Starting over. Those words sound like a good idea most of the time, especially when you pair them with some other over-used phrases. Clean slate. Fresh start. Sounds so exciting and liberating, doesn't it?

No one ever tells you that trying to find a new hairdresser is so terrifying that you will practically have an anxiety attack every time this stranger runs a comb through your hair. I had been going to the same amazing woman for twenty years. She knew about every boyfriend I ever had, sent me to prom with the prettiest hair ever, and labored over me and all my bridesmaids on the day of my wedding. How can someone possibly fill those shoes? And don't even get me started on the horror of trying to find a new gynecologist. The thought of someone new poking and prodding my hoo-hah makes me nauseous.
Finding friends is even harder. It's like a strange interview process, where you have to balance being yourself and pretending to like things you really don't to get people to accept you.

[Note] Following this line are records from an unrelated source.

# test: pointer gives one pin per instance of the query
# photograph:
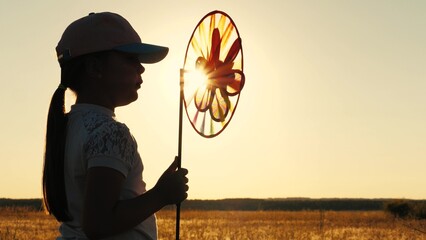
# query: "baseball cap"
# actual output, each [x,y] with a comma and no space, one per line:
[105,31]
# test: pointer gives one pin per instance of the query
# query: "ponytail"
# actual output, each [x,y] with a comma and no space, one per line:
[54,195]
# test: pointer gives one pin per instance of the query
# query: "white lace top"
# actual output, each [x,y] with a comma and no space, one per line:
[95,138]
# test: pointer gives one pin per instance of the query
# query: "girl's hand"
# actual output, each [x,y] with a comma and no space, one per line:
[172,185]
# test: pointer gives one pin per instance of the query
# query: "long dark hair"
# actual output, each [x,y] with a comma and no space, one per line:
[73,72]
[54,194]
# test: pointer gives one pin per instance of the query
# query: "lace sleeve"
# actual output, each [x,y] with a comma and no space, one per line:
[111,145]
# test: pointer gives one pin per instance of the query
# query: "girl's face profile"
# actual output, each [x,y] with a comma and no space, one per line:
[121,77]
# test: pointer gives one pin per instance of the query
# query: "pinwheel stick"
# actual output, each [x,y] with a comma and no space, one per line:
[181,82]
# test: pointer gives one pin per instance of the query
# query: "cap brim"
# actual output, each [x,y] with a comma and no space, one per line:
[147,53]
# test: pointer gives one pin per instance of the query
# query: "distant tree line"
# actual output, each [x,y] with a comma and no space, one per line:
[399,208]
[407,209]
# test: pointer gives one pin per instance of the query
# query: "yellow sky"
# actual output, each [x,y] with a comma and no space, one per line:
[334,103]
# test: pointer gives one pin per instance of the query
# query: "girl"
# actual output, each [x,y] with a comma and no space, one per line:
[92,177]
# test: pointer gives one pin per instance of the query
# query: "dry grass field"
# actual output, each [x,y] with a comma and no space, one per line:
[20,223]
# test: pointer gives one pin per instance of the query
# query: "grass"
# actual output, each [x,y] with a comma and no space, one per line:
[23,223]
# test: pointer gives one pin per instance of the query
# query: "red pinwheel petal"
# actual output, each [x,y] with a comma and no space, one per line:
[215,49]
[202,99]
[233,51]
[236,85]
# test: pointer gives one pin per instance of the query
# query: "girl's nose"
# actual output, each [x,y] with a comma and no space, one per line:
[141,69]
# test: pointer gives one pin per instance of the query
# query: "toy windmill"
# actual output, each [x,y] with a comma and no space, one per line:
[211,78]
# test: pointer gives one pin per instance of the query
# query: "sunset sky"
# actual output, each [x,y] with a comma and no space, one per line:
[334,103]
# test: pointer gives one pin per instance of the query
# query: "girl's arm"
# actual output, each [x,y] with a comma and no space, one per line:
[105,215]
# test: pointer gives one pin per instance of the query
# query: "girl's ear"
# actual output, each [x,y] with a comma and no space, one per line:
[94,67]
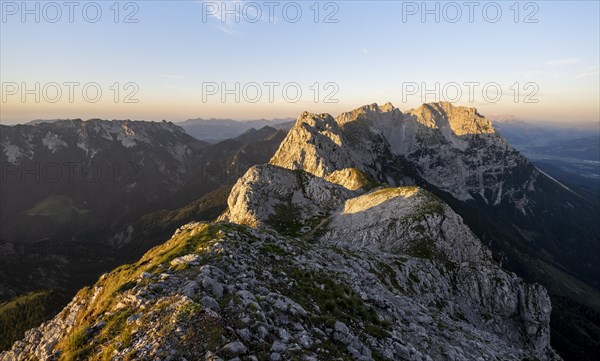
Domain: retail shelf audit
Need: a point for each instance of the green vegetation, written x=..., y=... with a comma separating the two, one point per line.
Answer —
x=22, y=313
x=60, y=208
x=116, y=333
x=336, y=301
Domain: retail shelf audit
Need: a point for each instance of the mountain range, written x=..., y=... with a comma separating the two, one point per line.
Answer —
x=216, y=130
x=81, y=197
x=378, y=234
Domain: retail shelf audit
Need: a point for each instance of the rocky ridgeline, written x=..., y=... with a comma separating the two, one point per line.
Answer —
x=317, y=258
x=453, y=148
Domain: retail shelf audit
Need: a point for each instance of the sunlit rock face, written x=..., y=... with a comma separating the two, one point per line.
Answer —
x=320, y=255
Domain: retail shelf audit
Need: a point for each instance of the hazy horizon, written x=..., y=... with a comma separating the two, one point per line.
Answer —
x=536, y=61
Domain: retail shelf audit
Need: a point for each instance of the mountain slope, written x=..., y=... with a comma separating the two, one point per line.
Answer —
x=539, y=228
x=226, y=290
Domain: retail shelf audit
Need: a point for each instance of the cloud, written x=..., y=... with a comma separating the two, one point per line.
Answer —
x=587, y=73
x=564, y=61
x=171, y=76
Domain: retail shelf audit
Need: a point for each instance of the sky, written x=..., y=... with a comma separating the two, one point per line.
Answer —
x=177, y=60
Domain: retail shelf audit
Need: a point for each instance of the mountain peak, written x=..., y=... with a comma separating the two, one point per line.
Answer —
x=460, y=120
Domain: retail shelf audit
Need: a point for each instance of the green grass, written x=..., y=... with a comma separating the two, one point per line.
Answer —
x=22, y=313
x=116, y=334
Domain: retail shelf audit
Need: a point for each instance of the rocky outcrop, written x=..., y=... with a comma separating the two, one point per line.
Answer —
x=453, y=148
x=320, y=256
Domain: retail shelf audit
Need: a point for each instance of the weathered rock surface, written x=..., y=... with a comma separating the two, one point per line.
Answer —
x=315, y=260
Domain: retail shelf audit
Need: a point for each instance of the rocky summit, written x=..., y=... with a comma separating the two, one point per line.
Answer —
x=329, y=252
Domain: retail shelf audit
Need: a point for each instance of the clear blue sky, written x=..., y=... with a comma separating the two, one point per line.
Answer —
x=375, y=52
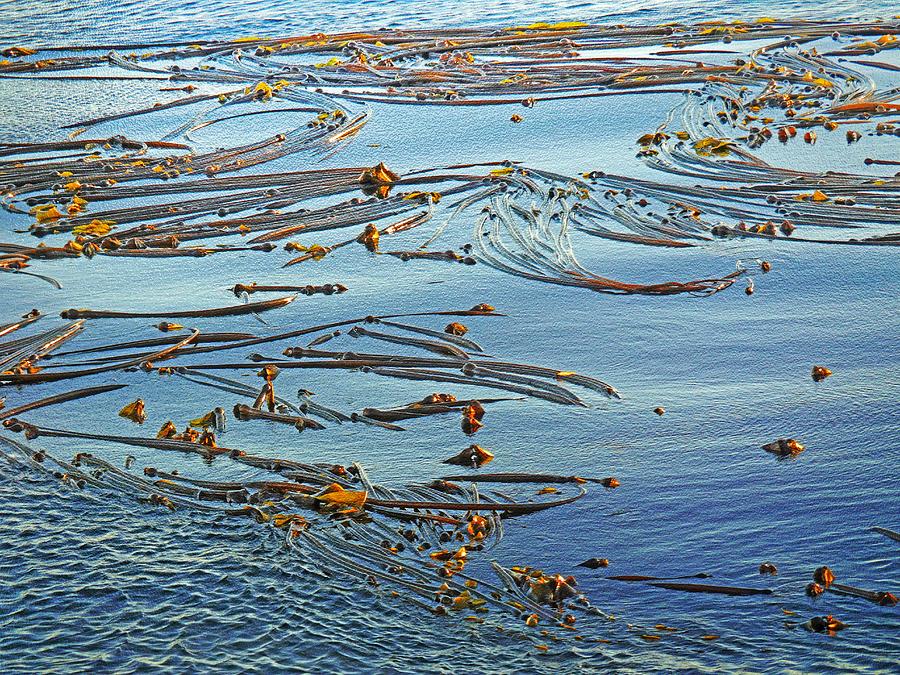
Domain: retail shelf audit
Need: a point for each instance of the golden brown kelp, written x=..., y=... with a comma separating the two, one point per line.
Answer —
x=58, y=398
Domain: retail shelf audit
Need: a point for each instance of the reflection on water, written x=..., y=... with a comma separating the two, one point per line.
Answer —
x=86, y=583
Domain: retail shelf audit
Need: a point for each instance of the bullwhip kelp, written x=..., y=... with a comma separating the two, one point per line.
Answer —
x=796, y=77
x=162, y=181
x=416, y=540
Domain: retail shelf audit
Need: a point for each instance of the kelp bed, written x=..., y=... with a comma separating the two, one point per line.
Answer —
x=95, y=194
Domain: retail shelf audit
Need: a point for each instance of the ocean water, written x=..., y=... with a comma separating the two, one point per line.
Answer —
x=115, y=586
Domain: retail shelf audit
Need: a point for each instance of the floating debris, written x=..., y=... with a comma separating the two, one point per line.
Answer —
x=784, y=447
x=594, y=563
x=134, y=412
x=474, y=456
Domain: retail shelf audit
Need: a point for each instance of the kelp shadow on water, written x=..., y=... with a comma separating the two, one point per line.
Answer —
x=99, y=195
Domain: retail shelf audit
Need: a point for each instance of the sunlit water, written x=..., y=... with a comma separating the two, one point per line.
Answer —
x=116, y=586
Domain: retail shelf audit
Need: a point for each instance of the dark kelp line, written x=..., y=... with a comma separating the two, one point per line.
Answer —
x=114, y=197
x=791, y=82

You will find yourself making goodies to win people over - obsessing over making the perfect frosting for your cupcakes. It matters, dammit. You have to be really careful too. Your mom always warned you about falling into the wrong crowd, and that still applies when you're an adult. Adult friends can be worse than middle-schoolers! You have your drama queens, attention-seekers, misery-loves-company types, annoying people, and just straight weirdos. Not to mention you will severely miss your old friends, who you will make every effort to see, but they will be just as busy as you.

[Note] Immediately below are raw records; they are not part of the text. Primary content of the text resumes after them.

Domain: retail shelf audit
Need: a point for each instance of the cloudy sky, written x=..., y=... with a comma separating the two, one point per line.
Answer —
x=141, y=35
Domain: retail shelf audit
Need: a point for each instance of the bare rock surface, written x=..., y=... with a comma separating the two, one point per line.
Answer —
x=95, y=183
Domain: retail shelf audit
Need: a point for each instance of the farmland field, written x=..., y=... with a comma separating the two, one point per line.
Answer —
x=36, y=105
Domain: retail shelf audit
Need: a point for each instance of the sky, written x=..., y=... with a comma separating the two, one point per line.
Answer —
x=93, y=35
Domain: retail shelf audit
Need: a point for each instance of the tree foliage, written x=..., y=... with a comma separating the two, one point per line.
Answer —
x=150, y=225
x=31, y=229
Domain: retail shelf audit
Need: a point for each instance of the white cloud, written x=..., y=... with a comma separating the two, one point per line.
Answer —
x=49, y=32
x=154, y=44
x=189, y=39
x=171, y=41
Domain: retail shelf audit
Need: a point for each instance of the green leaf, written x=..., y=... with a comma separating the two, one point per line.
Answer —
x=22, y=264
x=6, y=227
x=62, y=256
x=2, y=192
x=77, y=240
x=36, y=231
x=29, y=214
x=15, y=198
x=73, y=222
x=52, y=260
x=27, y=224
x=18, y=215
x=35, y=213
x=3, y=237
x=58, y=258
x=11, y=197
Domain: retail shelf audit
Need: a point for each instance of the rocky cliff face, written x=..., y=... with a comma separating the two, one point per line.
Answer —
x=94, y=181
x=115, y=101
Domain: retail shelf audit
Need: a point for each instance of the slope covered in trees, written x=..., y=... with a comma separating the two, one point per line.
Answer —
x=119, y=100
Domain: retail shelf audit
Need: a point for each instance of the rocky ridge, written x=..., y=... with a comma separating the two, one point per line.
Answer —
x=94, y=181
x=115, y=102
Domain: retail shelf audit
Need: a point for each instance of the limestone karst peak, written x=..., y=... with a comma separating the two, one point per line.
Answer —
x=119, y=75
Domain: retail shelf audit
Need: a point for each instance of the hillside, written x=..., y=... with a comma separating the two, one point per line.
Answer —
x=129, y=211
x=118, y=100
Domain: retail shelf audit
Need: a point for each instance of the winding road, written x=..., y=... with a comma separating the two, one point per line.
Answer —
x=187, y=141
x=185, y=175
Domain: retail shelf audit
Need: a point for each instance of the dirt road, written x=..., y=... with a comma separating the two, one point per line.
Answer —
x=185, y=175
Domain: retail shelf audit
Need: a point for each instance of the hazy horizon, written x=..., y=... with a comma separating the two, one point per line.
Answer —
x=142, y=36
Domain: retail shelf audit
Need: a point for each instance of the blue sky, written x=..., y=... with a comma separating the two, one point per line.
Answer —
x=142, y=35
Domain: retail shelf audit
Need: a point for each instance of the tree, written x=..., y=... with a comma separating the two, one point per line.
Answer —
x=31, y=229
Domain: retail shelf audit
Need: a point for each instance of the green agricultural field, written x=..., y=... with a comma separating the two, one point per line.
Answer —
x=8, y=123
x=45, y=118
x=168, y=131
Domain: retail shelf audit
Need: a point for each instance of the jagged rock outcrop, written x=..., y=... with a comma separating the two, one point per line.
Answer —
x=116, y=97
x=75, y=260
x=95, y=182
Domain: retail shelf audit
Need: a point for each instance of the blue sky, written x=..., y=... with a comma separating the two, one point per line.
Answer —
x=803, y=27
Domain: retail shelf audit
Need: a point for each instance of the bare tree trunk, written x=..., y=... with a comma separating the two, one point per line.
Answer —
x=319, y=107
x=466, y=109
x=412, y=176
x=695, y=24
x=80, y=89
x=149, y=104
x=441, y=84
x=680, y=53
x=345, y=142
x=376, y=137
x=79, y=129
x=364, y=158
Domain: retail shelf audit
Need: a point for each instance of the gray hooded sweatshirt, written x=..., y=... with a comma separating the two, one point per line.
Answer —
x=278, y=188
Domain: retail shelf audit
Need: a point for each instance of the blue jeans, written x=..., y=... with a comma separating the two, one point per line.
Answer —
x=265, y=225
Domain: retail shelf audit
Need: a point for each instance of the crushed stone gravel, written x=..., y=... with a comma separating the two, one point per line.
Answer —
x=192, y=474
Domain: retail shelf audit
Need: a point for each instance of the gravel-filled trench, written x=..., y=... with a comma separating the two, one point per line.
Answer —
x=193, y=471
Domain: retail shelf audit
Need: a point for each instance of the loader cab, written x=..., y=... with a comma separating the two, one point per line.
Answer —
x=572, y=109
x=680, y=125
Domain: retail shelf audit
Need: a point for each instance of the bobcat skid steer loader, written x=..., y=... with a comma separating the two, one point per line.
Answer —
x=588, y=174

There are some good things about living in a new place. No one knows us here yet, so it's really convenient to not find it necessary to put on makeup (or decent clothes really) to run errands. It's not like we have to worry about running into someone important. Plus, all that mass production of sweets has perfected my talent for baking. I can now make an amazing cheesecake and practically bake and frost cupcakes in my sleep. Moving means you get to purge old stuff and decorate a brand new place. It's also a good excuse to try out lots of new restaurants. Of course, that also means starting a new workout routine.

Starting over. It's been the most stressful thing I've ever done. But it's also been fun and exciting, especially since I have an amazing best friend to do it with. Also, I think, what an interesting excuse to start writing again.

Note to Self: Do not take recommendations for restaurants from thin people.